Bloody Chainsaw Girl
Year: 2016
Director: Hiroki
Yamaguchi
Rating: 6.0/10
This low budget straight to video (I assume) blood
splattering gut churning intestine spilling panty revealing film is rather
nutty fun if approached with the right attitude. Which is not to take it
seriously for a minute of its 76 minute running time. Within the Japanese
film world this fits in rather well as they have an entire sub-group of films
that are independent, made for video, over the top films filled with gore
and lunacy. Think of Machine Gun Girl, Chanbara Beauty, X-Cross or Tokyo
Gore Police. Clearly not for all tastes. Especially good ones.

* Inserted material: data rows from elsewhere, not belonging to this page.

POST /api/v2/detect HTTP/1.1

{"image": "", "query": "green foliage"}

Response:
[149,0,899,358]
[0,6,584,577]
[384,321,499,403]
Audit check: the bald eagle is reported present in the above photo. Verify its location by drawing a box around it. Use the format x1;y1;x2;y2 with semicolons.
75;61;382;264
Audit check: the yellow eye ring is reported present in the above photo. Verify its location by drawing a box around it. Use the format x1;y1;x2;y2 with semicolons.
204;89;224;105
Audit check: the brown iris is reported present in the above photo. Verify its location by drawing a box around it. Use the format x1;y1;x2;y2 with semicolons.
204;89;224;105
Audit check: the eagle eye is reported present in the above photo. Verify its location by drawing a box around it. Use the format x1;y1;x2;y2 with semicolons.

These are
in their own way the misbegotten grandchildren of the Japanese exploitation
films of the 1970's like the Delinquent Girl Boss and Terrifying Girl's High
School film series. Lower budgets and less nudity but just as outrageous.

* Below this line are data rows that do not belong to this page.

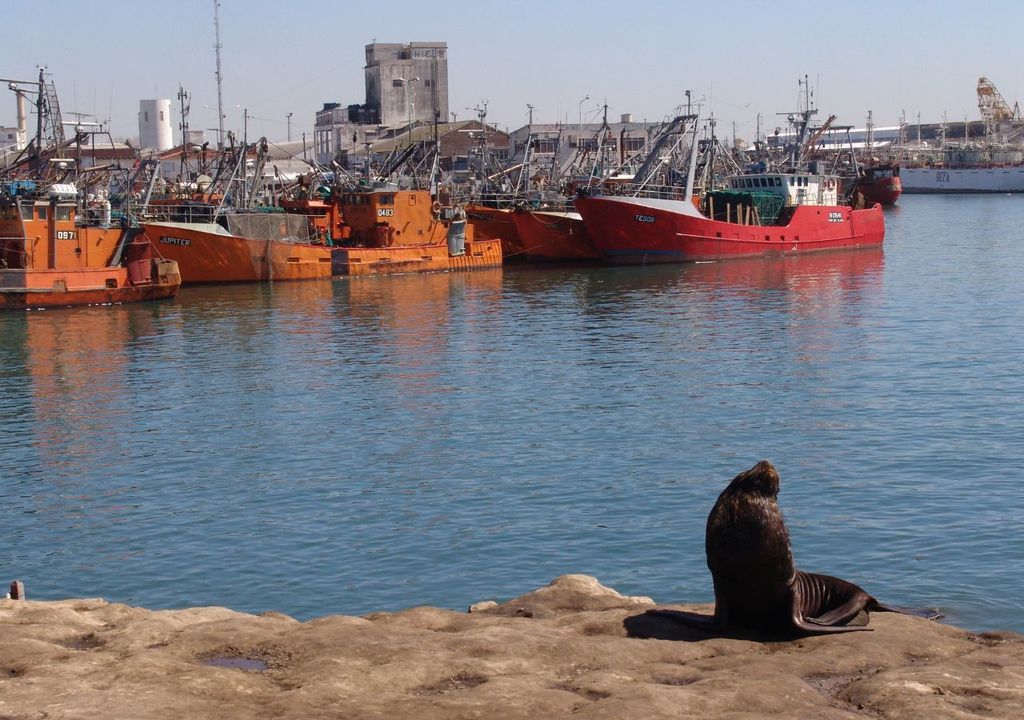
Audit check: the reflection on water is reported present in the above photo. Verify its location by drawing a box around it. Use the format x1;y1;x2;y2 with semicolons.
0;206;1024;630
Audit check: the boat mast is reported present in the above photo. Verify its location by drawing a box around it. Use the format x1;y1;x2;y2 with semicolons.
213;0;224;151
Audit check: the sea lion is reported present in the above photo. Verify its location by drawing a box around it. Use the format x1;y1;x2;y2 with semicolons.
652;460;938;635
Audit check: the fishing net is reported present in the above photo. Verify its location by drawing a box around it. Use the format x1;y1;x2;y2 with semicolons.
227;213;312;243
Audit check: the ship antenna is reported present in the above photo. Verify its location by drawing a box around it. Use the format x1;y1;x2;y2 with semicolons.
213;0;224;151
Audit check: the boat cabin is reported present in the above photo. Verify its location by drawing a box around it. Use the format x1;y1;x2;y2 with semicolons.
727;172;839;207
335;187;449;248
0;185;122;269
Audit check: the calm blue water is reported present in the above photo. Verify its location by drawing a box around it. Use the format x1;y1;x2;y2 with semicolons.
0;196;1024;631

The only place they can find a home is in the video market.
Giko (Ryo Uchida) is the school bad-ass - a juvie delinquent as she proudly
identifies herself. Skips classes, smokes on the roof and carries a chainsaw
with her at all times. The teacher tells her to keep it in a case. It comes
in handy one day when she goes to school and discovers that many of her classmates
have been turned into mutant cyborgs. And they all want to kill her. Some
are now super ninjas of a different sex than they previously were, others
metal heads literally with sharp jaws that still talk after being detached
and one has been equipped with body parts that shoot weapons - even her er
er . . . vagina can shoot missiles.
Giko though has a test to make up if she wants to graduate and so simply
saws her way to school leaving body parts in her wake. Nero (Mari Yamachi)
was once bullied at school and is now a psychotic evil genius using her skills
to turn her previous tormentors into cyborgs. But she wants Giko the most.
Based on the manga Chimamire Sukeban Chainsaw by Rei Mikamoto that began
in 2009. Much to my amazement it appears that not one but two sequels have
been made! Never let it be said that good taste drives cinema.